Immunostaining PGP 9.5 antibody has been demonstrated in a plethora of different mesenchymal neoplasms.
SARS-CoV-2
The Severe Acute Respiratory Syndrome 2 virus (SARS-CoV-2) is a betacoronavirus first isolated in Wuhan, China, in late 2019. The virus has a 29.8 kbp genome, encoding the membrane, envelope, nucleocapsid, and spike glycoprotein. The spike proteins are cleaved by TMPRSS2 serine protease, then the Receptor Binding Domain of the spike protein binds with ACE2 or CD147 to enter the cell.The SARS-CoV-2 virus has been shown to infect the tracheal and lung epithelium, GI tract, and olfactory neuron, brain, bone marrow and possibly other organs. Cough, fever, and trouble breathing are the main symptoms, although GI distress, fatigue, and neurological distress are also common. Severe symptoms are more likely to appear in patients with advanced age and/or preexisting cardiovascular disease or diabetes. The virus has a 2-11 day incubation period and mortality rate around 2.5%. Severe symptoms include diffuse alveolar damage in the lungs, hyaline membrane formation, microthrombi in the lungs, heart, and brain, and extreme inflammation as “cytokine storms” that flood the body with cytokines (elevated 1L1, IL-6, IL-8, and TNFa among others) and immune cells (especially CD4+ and CD8+ T cells and CD68+ and CD163+ Macrophages). This antibody cross-reacts with SARS-CoV nucleocapsid protein, but not with MERS, 229E, or OC43 coronaviruses. |
SOX-2
SRY (sex determining region Y)-box 2, also known as SOX-2, is a transcription factor that is essential for maintaining self-renewal, or pluripotency, of undifferentiated embryonic stem cells. It is required for stem cell maintenance in the central nervous system, and it also regulates gene expression in the stomach.

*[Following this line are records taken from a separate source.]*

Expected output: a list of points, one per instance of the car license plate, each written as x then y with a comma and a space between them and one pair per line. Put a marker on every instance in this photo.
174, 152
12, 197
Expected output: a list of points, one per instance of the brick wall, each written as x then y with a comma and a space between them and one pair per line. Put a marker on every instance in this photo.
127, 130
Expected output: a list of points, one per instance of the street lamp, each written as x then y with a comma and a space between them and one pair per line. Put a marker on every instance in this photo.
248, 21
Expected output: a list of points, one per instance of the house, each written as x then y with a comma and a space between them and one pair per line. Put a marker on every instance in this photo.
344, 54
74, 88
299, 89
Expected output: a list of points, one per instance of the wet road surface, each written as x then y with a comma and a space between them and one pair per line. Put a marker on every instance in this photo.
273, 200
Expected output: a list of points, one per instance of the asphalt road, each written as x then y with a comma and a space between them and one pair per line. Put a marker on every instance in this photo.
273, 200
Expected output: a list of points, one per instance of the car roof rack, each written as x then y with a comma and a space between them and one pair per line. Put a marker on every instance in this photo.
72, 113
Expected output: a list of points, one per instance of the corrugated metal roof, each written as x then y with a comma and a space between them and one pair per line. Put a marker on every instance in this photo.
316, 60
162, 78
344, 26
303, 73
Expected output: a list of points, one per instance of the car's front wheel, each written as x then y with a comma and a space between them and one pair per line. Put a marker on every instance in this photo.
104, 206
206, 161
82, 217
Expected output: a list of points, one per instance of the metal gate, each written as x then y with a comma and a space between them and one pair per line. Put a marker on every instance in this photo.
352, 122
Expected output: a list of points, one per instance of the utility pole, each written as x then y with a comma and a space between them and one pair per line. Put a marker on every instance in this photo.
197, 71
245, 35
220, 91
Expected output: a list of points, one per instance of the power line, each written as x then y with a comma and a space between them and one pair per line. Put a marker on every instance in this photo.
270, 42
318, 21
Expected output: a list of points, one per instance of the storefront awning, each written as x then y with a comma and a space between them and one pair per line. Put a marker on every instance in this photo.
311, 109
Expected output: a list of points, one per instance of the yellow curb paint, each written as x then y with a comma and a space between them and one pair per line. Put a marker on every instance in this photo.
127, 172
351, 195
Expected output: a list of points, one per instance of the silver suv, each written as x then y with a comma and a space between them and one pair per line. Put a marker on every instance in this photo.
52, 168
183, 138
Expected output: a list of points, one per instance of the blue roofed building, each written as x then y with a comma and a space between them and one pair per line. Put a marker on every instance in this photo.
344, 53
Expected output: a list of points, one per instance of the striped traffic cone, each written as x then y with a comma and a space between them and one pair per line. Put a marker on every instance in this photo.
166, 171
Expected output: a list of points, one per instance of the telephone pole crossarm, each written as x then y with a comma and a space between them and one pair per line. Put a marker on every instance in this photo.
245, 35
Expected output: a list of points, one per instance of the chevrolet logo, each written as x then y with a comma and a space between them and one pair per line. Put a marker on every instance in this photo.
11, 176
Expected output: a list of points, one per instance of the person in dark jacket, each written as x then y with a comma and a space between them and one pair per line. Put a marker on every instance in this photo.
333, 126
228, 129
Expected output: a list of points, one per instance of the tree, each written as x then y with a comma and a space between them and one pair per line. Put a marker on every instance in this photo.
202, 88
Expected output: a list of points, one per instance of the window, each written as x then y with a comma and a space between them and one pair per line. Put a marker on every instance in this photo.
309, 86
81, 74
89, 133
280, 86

SOX-2 antibody is expressed in fetal brain and is used as a marker for multipotential neural stem cells. In tumors, SOX-2 expression is observed in teratoma of the central nervous system, melanoma, testicular germ cell tumor, cervical carcinoma, lung cancer, breast cancer with basal cell phenotype, and squamous cell carcinoma of the gastrointestinal tract. SOX-2 may be useful in the identification of embryonal carcinoma. In stage I lung adenocarcinomas, SOX2 seems to be an independent predictor of poor outcome and may help stratify patients at increased risk for recurrence.
SOX-10
Transcription factor SOX-10 is a member of the SOX (SRY-related HMG-box) family of transcription factors involved in the regulation of embryonic development and in the determination of the cell fate. The encoded protein may act as a transcriptional activator after forming a protein complex with other proteins. This protein acts as a nucleocytoplasmic shuttle protein and is important for neural crest and peripheral nervous system development. Mutations in this gene are associated with Waardenburg-Shah and Waardenburg-Hirschsprung disease. TintoFast SOX-10 has been recently shown to be a sensitive marker of melanoma, including conventional, spindled, and desmoplastic subtypes.
TintoFast SOX-10 is expressed by metastatic melanomas and nodal capsular nevus in sentinel lymph nodes, but not by other lymph node components such as dendritic cells which usually express S100 protein. In scar specimens, immature fibroblasts, epithelioid granulomas, and histiocytic proliferations can histopathologically mimic residual melanoma and even be positive for MiTF and S100. However, SOX-10 is less likely to be expressed by fibroblasts or histiocytes, especially compared to MiTF and S100. Anti-SOX-10 produces a nuclear stain that provides a clean signal that is much sharper and darker in staining quality when compared to the use of antibodies against MiTF and S100.